Deportations Create Issues for Mexican Border Towns

We do not always see it, but there are repercussions from the United States’ immigration policies for our neighbor, Mexico.

In 2012 alone, the Obama Administration deported 409,849 undocumented immigrants, many of whom left behind U.S. American born children. More people have been deported during Obama's presidency than ever before. Where do these undocumented persons go, once they are deported back to Mexico?

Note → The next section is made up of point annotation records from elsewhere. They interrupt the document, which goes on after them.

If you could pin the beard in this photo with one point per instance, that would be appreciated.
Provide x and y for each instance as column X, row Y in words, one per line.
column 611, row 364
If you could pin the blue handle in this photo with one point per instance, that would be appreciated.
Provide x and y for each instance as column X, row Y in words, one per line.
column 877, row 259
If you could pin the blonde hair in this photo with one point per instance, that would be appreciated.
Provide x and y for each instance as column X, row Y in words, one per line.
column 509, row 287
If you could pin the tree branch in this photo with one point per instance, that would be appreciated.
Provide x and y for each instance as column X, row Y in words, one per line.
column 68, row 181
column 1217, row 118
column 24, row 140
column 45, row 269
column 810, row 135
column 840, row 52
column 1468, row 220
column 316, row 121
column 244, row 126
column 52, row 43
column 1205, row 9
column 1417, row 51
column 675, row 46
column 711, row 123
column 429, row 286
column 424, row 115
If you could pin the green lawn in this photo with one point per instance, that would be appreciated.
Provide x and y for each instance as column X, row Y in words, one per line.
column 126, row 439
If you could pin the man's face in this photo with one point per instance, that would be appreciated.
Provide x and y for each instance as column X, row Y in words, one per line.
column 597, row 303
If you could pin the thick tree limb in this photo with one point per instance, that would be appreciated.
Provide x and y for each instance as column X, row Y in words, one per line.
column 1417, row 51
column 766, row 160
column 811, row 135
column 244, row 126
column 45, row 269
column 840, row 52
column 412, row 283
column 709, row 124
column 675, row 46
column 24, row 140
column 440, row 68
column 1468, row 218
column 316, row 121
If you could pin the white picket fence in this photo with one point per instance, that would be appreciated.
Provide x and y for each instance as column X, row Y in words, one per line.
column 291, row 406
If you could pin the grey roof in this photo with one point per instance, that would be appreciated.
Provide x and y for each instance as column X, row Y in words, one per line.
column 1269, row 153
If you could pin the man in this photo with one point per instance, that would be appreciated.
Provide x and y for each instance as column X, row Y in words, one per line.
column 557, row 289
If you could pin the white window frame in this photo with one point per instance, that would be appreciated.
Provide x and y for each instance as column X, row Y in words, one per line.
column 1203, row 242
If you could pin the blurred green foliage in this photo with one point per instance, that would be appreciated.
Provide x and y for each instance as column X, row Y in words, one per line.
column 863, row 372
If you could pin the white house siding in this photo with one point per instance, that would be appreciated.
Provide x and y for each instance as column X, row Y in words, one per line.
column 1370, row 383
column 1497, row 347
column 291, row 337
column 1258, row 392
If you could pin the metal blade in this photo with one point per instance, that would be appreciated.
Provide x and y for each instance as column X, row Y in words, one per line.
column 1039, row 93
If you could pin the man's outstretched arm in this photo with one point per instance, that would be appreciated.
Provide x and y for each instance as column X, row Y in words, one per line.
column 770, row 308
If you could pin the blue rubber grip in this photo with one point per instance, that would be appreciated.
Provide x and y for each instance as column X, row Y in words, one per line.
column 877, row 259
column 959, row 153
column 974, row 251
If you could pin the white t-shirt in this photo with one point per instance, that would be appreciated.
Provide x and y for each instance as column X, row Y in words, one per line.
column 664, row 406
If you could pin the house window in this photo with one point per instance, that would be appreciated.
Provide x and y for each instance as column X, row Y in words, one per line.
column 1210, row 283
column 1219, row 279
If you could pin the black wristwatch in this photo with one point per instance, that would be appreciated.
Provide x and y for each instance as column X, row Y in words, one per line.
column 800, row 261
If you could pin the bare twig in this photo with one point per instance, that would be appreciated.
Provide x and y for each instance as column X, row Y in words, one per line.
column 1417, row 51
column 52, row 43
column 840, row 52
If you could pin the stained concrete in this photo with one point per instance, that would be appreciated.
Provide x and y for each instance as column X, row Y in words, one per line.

The border towns in Mexico are now experiencing an influx of deportees, which has increased their homeless population. Many times, migrants cannot afford to get themselves to their hometown or they are too embarrassed to admit they were deported from the States. Therefore, border towns, like Tijuana, have to address what to do with all the deportees.

Welcome sign

Some churches and religious organizations are stepping up to care for migrants who have either just been deported or who are trying to journey through the Arizona desert to the Ubited States. The Catholic Church receives funding from the Mexican government, which gives them the ability to open Catholic shelters. The Salvation Army is also present and doing work with migrants. The churches in Mexico do not seem to be rallying around the migration issue in an ecumenical way. Unfortunately, the majority of protestant churches at the border are not doing a lot around the issue.

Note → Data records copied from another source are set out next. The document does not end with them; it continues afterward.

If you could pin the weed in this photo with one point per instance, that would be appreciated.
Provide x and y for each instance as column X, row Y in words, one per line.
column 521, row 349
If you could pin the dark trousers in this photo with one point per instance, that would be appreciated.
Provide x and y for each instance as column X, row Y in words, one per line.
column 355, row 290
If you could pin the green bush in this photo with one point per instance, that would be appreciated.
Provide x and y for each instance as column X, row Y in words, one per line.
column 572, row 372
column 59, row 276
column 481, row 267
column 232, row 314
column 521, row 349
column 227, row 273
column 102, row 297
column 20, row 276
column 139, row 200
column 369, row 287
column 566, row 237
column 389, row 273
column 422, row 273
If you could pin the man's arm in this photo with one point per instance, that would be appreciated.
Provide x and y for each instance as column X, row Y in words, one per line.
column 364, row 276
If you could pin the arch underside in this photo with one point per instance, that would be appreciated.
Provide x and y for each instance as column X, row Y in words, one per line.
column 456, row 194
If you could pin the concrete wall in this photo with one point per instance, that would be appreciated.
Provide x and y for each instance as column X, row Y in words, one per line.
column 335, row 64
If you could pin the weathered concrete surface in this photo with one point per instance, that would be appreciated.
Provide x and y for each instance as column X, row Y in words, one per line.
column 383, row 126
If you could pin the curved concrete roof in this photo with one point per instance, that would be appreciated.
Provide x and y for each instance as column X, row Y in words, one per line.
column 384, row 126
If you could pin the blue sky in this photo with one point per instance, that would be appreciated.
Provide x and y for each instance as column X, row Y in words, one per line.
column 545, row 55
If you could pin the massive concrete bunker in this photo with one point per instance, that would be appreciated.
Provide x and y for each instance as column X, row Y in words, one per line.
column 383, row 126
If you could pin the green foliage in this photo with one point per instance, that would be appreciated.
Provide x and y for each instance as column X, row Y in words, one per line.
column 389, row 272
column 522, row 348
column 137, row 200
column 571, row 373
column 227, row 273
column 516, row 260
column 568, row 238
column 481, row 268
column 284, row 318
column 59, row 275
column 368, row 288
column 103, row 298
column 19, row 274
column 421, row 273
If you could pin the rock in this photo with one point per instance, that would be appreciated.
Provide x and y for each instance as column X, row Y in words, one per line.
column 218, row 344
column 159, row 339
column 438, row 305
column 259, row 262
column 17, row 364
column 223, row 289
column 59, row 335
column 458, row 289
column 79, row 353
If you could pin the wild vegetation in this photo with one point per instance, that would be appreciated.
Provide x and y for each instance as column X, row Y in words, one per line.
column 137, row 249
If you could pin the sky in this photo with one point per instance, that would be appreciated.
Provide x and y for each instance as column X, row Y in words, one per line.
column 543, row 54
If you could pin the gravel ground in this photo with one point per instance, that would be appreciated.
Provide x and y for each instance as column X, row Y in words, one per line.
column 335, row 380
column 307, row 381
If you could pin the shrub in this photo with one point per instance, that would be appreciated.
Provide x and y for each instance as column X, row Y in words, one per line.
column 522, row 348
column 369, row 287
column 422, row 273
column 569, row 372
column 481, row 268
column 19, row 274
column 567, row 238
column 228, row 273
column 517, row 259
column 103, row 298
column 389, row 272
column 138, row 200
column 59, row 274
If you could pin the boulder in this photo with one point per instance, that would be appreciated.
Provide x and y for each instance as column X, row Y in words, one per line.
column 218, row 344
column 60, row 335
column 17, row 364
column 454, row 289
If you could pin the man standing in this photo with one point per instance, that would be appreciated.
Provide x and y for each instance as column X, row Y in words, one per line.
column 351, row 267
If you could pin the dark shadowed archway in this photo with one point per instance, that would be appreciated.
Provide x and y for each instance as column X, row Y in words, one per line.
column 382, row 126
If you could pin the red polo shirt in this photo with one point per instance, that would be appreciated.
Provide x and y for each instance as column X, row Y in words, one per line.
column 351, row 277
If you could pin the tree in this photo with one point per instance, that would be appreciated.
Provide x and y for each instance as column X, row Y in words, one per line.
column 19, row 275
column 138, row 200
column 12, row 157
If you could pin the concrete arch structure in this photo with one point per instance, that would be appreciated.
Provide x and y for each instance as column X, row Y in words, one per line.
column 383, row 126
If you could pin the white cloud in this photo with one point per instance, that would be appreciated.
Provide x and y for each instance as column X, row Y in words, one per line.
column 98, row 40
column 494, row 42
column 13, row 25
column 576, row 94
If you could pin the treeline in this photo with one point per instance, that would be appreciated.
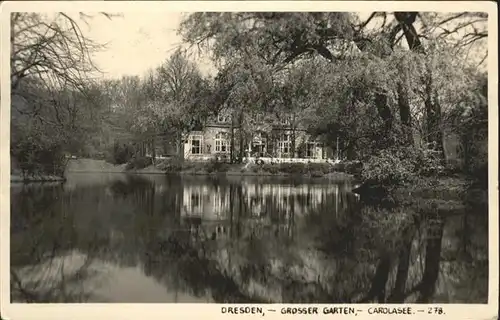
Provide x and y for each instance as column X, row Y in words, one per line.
column 393, row 90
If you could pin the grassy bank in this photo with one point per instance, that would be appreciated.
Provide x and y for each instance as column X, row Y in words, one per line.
column 313, row 170
column 19, row 178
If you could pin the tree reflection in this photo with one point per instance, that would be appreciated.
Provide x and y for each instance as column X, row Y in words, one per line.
column 252, row 242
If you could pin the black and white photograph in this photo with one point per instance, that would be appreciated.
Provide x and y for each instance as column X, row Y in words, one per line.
column 249, row 156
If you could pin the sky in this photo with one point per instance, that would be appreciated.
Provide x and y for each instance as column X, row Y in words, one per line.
column 139, row 41
column 135, row 42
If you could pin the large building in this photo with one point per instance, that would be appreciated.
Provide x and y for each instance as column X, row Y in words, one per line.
column 264, row 137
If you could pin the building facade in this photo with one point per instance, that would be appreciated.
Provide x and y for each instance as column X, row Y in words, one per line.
column 270, row 138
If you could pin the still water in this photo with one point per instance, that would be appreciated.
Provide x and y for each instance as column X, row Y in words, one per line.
column 136, row 239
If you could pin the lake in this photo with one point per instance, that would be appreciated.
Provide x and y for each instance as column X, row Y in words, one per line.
column 171, row 239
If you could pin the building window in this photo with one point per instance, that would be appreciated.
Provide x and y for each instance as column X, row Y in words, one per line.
column 284, row 144
column 222, row 118
column 222, row 142
column 310, row 148
column 259, row 144
column 196, row 142
column 286, row 120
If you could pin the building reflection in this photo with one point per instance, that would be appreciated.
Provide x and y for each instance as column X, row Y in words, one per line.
column 223, row 212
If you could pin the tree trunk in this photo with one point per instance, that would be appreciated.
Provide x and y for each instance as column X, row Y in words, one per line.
column 387, row 118
column 153, row 146
column 434, row 129
column 405, row 114
column 231, row 152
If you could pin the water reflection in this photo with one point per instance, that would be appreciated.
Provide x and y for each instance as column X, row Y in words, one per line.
column 119, row 238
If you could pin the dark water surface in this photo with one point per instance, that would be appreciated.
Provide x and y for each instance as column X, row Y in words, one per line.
column 126, row 238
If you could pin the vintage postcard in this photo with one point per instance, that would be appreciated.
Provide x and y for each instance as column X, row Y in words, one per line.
column 254, row 159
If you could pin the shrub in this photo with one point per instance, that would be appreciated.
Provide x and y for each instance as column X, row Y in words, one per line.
column 292, row 168
column 388, row 167
column 120, row 154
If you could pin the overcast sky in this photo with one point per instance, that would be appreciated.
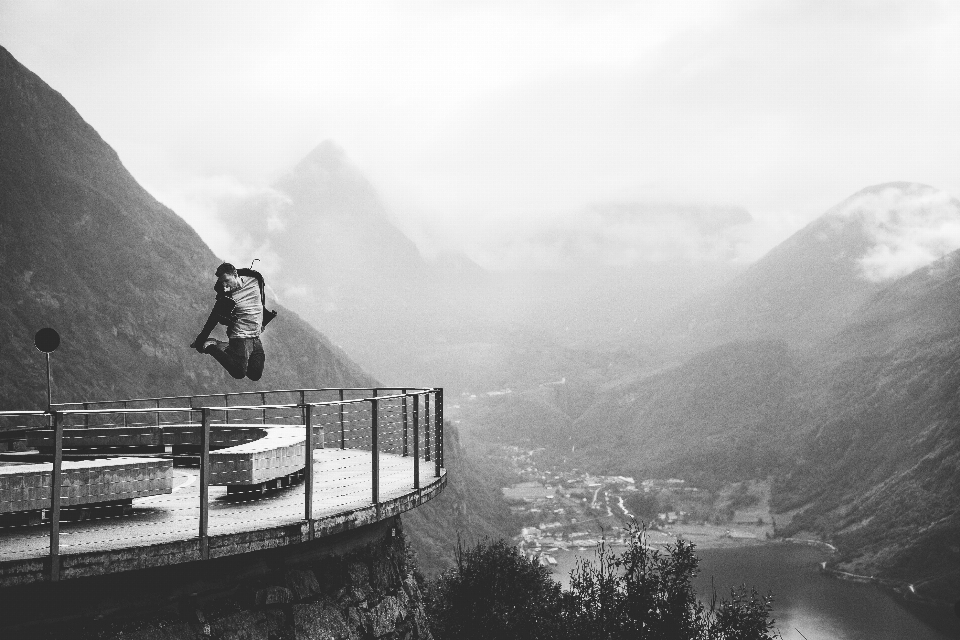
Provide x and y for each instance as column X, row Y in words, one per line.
column 477, row 117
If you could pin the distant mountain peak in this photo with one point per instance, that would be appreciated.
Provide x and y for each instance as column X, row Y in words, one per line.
column 905, row 226
column 328, row 153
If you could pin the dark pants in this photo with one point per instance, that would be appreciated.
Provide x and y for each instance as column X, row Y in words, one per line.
column 241, row 357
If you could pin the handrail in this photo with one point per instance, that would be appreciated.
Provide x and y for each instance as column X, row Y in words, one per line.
column 243, row 393
column 58, row 412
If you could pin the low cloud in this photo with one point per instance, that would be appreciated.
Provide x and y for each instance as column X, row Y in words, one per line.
column 908, row 226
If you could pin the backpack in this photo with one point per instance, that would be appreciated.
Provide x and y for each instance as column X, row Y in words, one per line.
column 224, row 305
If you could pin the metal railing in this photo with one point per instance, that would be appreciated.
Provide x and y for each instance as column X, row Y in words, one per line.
column 361, row 422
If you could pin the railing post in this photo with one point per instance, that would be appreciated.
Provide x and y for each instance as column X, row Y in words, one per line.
column 405, row 451
column 416, row 441
column 308, row 472
column 438, row 437
column 56, row 480
column 426, row 426
column 375, row 457
column 343, row 440
column 204, row 481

Instead, the many protestant churches are taking more of a “focus on our ourselves” or “we cannot help everyone” type approaches. Churches and pastors can be wary of migrants, fearing they could steal from them or are unsure of their faith.

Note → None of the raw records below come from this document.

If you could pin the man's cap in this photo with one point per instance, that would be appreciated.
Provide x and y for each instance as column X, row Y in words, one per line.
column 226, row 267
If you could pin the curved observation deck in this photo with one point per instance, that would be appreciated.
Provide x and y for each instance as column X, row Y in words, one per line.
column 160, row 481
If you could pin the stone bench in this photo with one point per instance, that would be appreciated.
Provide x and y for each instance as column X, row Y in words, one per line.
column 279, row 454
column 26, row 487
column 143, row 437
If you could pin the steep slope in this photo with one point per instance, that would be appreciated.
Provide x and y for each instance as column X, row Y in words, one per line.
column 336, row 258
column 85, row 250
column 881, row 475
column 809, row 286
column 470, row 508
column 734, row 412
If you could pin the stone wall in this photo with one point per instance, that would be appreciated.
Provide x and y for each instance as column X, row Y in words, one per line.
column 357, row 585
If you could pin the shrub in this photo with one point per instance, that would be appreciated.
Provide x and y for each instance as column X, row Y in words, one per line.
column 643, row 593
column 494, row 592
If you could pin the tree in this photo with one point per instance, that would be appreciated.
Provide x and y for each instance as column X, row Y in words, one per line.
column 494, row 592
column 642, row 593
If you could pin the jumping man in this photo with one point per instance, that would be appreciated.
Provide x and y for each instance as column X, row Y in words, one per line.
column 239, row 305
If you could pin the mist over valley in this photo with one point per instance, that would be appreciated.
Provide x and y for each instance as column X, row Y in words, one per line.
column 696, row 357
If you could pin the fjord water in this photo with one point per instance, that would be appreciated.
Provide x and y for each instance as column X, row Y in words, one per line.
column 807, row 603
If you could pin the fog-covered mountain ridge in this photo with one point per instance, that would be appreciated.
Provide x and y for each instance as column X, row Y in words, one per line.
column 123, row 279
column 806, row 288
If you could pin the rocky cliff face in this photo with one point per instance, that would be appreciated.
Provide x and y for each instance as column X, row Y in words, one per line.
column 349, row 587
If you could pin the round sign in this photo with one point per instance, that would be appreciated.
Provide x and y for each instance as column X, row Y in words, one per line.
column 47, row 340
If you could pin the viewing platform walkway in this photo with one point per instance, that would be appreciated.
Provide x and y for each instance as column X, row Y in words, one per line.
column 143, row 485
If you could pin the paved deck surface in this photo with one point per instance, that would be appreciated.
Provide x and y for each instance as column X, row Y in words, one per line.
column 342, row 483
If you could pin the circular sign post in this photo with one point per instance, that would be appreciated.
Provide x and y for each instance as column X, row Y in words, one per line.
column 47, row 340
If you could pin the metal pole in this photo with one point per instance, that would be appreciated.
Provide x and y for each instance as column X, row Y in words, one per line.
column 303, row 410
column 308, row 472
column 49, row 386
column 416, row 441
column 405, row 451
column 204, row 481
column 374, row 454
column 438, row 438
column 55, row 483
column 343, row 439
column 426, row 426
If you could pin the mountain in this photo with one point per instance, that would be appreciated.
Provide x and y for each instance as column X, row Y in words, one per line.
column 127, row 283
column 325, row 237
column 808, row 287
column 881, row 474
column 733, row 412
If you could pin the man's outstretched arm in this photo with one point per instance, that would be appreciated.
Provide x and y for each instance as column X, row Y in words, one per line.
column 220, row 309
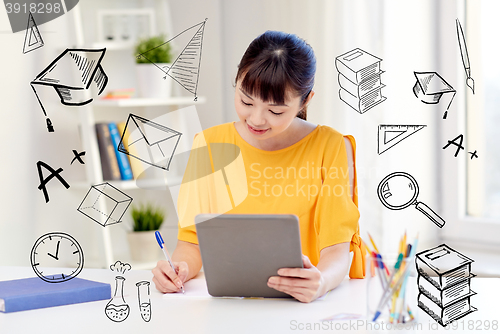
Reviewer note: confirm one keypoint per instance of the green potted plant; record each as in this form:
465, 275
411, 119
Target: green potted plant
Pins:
151, 53
146, 220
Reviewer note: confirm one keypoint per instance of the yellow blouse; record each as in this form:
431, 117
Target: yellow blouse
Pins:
310, 179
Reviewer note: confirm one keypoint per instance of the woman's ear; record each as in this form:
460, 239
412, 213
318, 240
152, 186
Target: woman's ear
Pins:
308, 98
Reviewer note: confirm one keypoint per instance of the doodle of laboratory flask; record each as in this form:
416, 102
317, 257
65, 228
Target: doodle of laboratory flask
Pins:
117, 309
144, 300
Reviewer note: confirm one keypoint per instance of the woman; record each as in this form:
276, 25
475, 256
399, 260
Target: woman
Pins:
292, 167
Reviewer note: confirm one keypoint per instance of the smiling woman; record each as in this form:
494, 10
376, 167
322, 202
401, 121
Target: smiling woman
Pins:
273, 88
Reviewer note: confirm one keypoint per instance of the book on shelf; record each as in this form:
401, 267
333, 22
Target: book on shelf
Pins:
122, 159
357, 65
34, 293
135, 164
109, 163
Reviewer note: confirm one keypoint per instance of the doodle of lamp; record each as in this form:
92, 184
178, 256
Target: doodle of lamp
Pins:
106, 196
71, 75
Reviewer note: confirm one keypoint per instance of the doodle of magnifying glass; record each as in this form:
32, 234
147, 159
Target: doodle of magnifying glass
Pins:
400, 190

There is a lot of focus on churches in the United States to care for the immigrant, not only on the border but wherever immigrants are present. Tthe Methodist Church of Mexico must continue to care for the migrant searching for a better life. The goal should not be to convert the migrant, but instead to provide lodging and food for those who wander, without judgment of where they came from or where they are going.

We need to remember that immigration not only affects the United States but also the countries from where the immigrants come. Let us reflect on what the Church can do to assist immigrants at home and around the world.

Reflection Questions

  • Besides homelessness, what other kind of issues do you think Mexico faces with the massive number of deportations on the border?
  • Do you think deportation is contrary to the idea of welcoming the stranger? Should justice be served to those who are undocumented in the United States? Where does the idea of forgiveness and unconditional love play into this scenario?
  • In what ways can the Church help regarding the issue of immigration reform, specifically around deportations?